Ryan’s unregulated lump sum of lower funds for block grants will reduce the reach of critical initiatives like Food Stamps, Temporary Assistance to Needy Families, WIC, and other social service programs. It would reduce Medicaid by a third. “This is the definition of class warfare,” Rep. Chris Van Hollen (D-MD), the ranking Democrat on the Budget Committee, said in response to Ryan’s most recent budget.
 
One area should not be near agreement by both sides but is: the trillion-dollar (including secret “black” operations) military and national security budgets. President Obama’s military advisors have persuaded him on the high-figure value despite the President’s criticizing our military expenditures as recently as last year, when he asserted, “We spend more on our military than the next ten counties combined.” The Congressional Black Caucus and Progressive Caucus always seek reductions and try to reallocate a big chunk for anti-poverty and jobs programs here at home. They always fail. Ryan’s budget actually calls for $270 billion more over ten years for military expenditures than Obama’s so the president’s version is considered “compromise.”
 
Ryan says he wants to “focus on steps that are achievable,” but what exactly does he aim to achieve? In the State of the Union speech this year, President Obama said to Congressmen who refuse to raise the minimum wage, “If you truly believe you could work full-time and support a family on less than $15,000 a year, try it.” He’s right –purchasing food, housing, and health care for your family with a job at $7.25 is just not possible.
 
The congressional leadership’s budget will put people into poverty, and leave millions without health, food, college educations for their children, and housing.

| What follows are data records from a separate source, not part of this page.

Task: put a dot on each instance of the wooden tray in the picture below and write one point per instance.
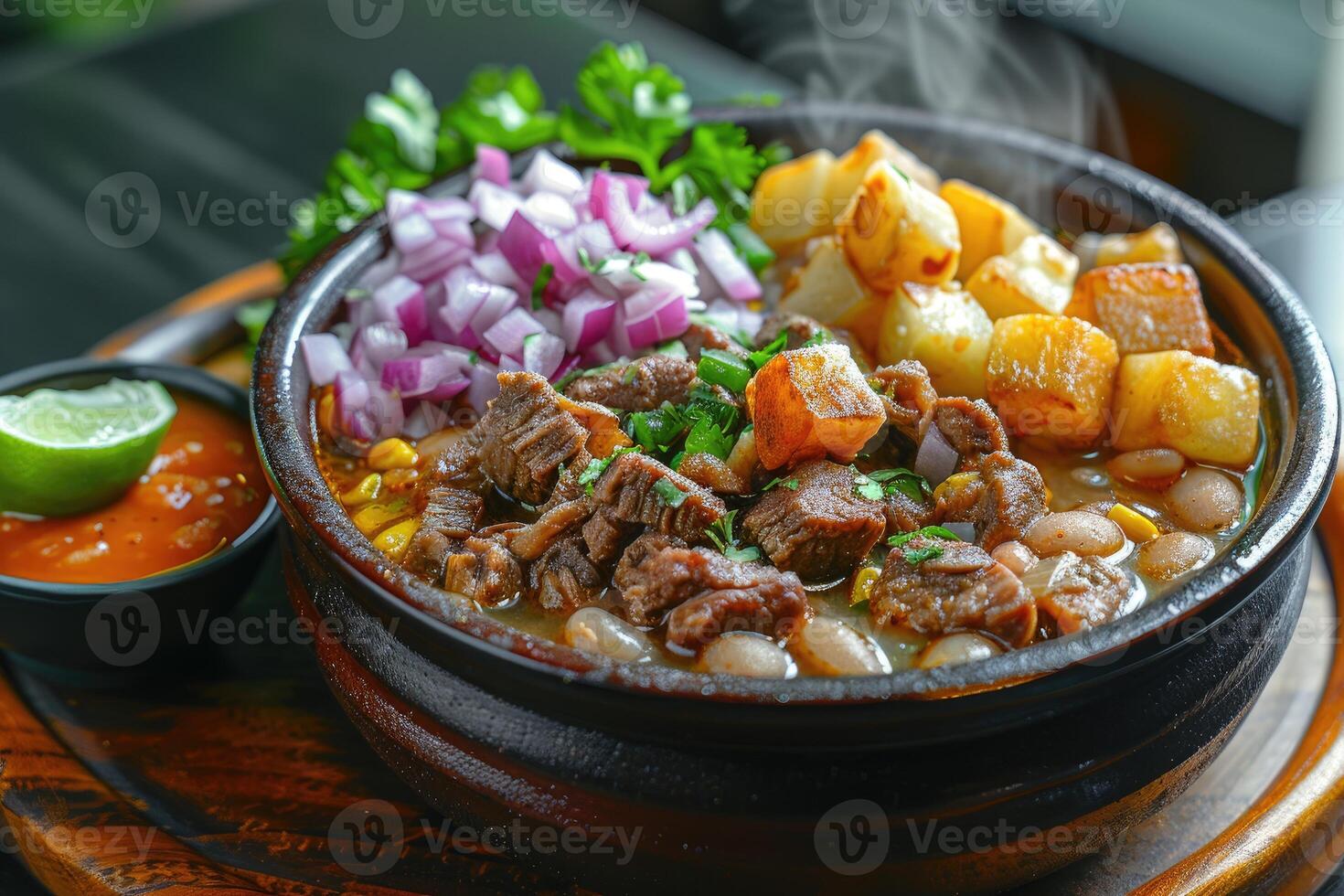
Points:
(233, 775)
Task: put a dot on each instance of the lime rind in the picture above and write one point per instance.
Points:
(71, 452)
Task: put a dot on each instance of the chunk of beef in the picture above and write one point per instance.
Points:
(643, 384)
(909, 397)
(961, 589)
(1083, 592)
(484, 571)
(712, 473)
(702, 336)
(636, 491)
(798, 328)
(563, 578)
(821, 529)
(971, 427)
(1001, 498)
(717, 594)
(526, 437)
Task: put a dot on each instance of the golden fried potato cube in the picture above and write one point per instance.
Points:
(1051, 377)
(1035, 278)
(1157, 243)
(875, 145)
(943, 328)
(1206, 410)
(895, 229)
(989, 226)
(1146, 308)
(789, 203)
(811, 403)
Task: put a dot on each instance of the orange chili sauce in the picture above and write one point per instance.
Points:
(203, 489)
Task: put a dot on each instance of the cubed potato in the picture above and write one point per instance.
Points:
(1035, 278)
(1157, 243)
(895, 229)
(989, 226)
(1051, 377)
(1146, 308)
(789, 203)
(875, 145)
(943, 328)
(1206, 410)
(811, 403)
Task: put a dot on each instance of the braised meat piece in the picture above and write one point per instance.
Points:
(643, 384)
(821, 529)
(1083, 592)
(563, 578)
(451, 515)
(484, 571)
(712, 594)
(712, 473)
(637, 491)
(963, 587)
(909, 397)
(1001, 498)
(526, 437)
(800, 328)
(971, 427)
(702, 336)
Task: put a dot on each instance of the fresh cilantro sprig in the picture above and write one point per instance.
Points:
(720, 532)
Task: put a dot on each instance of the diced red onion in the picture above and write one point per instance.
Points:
(325, 357)
(506, 336)
(732, 274)
(542, 354)
(494, 203)
(548, 174)
(491, 164)
(935, 460)
(654, 316)
(586, 318)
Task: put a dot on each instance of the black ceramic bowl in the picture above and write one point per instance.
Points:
(737, 776)
(126, 624)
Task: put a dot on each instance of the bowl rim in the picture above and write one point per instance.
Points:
(197, 383)
(1307, 455)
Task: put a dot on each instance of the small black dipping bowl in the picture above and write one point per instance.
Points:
(126, 624)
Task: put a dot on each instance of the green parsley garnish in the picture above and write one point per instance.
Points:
(928, 532)
(543, 280)
(720, 532)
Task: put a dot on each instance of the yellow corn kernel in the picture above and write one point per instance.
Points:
(955, 483)
(863, 581)
(1137, 527)
(391, 454)
(365, 492)
(395, 539)
(372, 517)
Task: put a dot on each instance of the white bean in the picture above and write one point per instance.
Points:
(1147, 465)
(1174, 555)
(835, 647)
(1204, 500)
(598, 632)
(748, 655)
(953, 649)
(1017, 557)
(1083, 532)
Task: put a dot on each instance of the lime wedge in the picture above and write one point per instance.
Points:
(69, 452)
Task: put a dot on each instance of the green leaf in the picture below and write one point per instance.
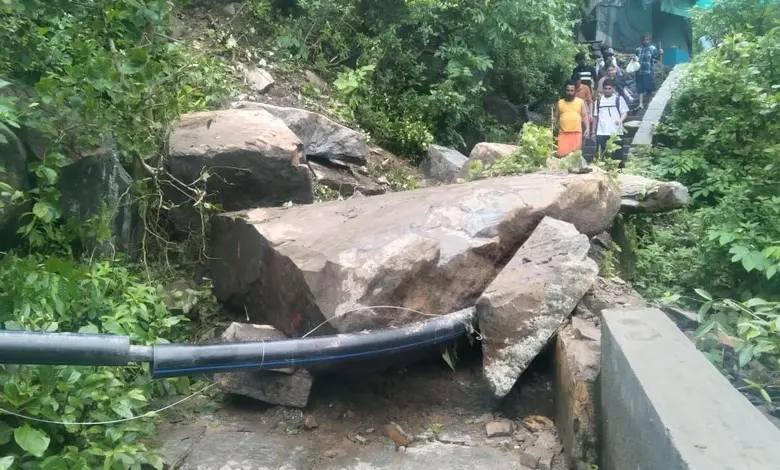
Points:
(6, 432)
(55, 462)
(7, 461)
(31, 440)
(755, 302)
(122, 409)
(703, 293)
(44, 211)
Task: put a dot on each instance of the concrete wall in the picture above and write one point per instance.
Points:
(665, 407)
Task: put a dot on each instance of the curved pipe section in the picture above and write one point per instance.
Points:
(171, 360)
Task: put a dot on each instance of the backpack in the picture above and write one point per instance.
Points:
(616, 105)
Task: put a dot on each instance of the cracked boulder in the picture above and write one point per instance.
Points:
(531, 298)
(433, 250)
(253, 158)
(645, 195)
(321, 136)
(442, 164)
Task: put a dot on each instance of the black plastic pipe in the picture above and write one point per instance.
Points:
(74, 349)
(172, 360)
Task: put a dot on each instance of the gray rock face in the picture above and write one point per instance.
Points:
(433, 249)
(280, 387)
(320, 136)
(443, 164)
(530, 298)
(98, 185)
(644, 195)
(254, 159)
(344, 179)
(487, 153)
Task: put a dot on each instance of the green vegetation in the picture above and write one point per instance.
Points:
(411, 72)
(722, 140)
(98, 68)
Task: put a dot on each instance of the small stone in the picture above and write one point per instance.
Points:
(501, 428)
(310, 422)
(315, 80)
(530, 459)
(398, 436)
(545, 460)
(259, 80)
(536, 423)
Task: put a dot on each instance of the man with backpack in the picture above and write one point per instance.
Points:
(646, 55)
(609, 113)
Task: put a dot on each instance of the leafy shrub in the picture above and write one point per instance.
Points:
(722, 139)
(58, 294)
(533, 150)
(724, 144)
(431, 62)
(98, 68)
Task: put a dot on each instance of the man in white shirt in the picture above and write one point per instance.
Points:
(609, 112)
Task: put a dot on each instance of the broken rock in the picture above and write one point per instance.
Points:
(487, 153)
(644, 195)
(259, 80)
(433, 249)
(501, 428)
(321, 136)
(253, 159)
(443, 164)
(285, 387)
(344, 179)
(531, 298)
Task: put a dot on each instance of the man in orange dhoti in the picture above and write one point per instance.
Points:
(571, 115)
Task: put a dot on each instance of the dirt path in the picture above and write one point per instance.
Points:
(444, 412)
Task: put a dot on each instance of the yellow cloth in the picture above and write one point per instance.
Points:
(571, 114)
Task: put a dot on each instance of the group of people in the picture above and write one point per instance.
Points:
(595, 102)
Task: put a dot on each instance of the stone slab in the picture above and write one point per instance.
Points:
(664, 406)
(656, 108)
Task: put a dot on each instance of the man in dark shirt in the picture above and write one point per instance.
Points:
(585, 73)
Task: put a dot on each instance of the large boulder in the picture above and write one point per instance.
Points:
(321, 136)
(644, 195)
(433, 249)
(577, 368)
(253, 158)
(531, 297)
(487, 153)
(98, 186)
(344, 179)
(443, 164)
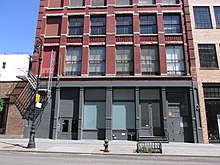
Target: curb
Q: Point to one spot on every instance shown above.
(109, 153)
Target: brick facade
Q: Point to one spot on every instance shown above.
(15, 123)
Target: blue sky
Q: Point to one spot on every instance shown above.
(18, 21)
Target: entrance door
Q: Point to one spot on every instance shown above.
(150, 119)
(66, 128)
(175, 124)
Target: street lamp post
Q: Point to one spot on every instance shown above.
(37, 47)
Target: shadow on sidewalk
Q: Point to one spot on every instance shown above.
(12, 144)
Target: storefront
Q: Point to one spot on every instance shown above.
(123, 111)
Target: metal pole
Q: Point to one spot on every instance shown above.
(31, 143)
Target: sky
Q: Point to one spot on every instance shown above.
(18, 22)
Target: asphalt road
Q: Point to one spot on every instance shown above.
(27, 158)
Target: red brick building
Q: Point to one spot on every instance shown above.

It will squeeze the pockets of the middle class and lower incomes even drier. But the rich will get richer, and it will trickle down. Keep waiting.
 
Robert Weiner is a former spokesman for the Clinton White House and senior staff for Reps. John Conyers, Charles Rangel, Claude Pepper, Ed Koch and Sen. Edward M. Kennedy. He wrote the epilogue to Bankole Thompson’s groundbreaking book, “Obama and Christian Loyalty.” Autumn Kelly is senior policy analyst at Robert Weiner Associates.